Hi HN, hunterbrooks and nbrad here from Ellipsis (
https://www.ellipsis.dev). Ellipsis automatically reviews your PRs when opened and on each new commit. If you tag @ellipsis-dev in a comment, it can make changes to the PR (via direct commit or side PR) and answer questions, just like a human.
Demo video: https://www.youtube.com/watch?v=X61NGZpaNQA
So far, we have dozens of open source projects and companies using Ellipsis. We seem to have landed in a kind of sweet spot where there’s a good match between the current capabilities of AI tools and the actual needs of software engineers - this doesn’t replace human review, but it saves you time by catching/fixing lots of small silly stuff.
Here’s an example in the wild: https://github.com/relari-ai/continuous-eval/pull/38. Ellipsis (1) adds a PR summary; (2) finds a bug and adds a review comment; (3) after a (human) user comments, generates a side PR with the fix; and (4) after a (human) user merges the side PR and adds another commit, re-reviews the PR and approves it
Here’s another example: https://github.com/SciPhi-AI/R2R/pull/350#pullrequestreview-..., where Ellipsis adds several comments with inline suggestions that were directly merged by the developer.

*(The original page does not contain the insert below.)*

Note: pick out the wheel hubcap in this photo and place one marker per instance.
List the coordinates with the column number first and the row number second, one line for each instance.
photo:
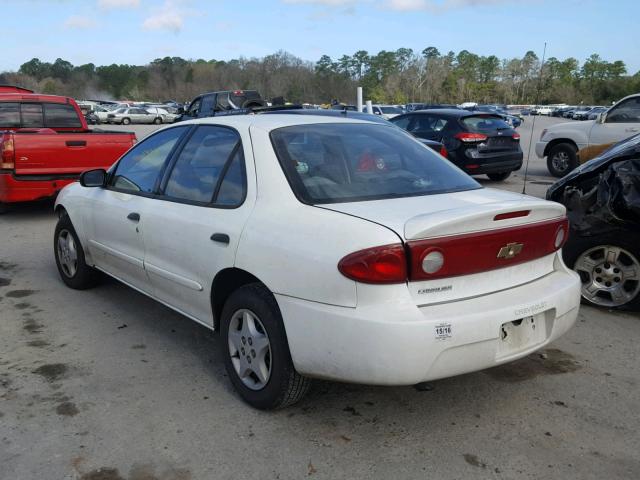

You can configure Ellipsis in natural language to enforce custom rules, style guides, or conventions. For example, here’s how the `jxnl/instructor` repo uses natural language rules to make sure that docs are kept in sync: https://github.com/jxnl/instructor/blob/main/ellipsis.yaml#L..., and here’s an example PR that Ellipsis came up with based on those rules: https://github.com/jxnl/instructor/pull/346.
Installing into your repo takes 2 clicks at https://www.ellipsis.dev. You do have to sign up to try it out because we need you to authorize our GitHub app to read your code. Don’t worry, your code is never stored or used to train models (https://docs.ellipsis.dev/security).
We’d really appreciate your feedback, thoughts, and ideas!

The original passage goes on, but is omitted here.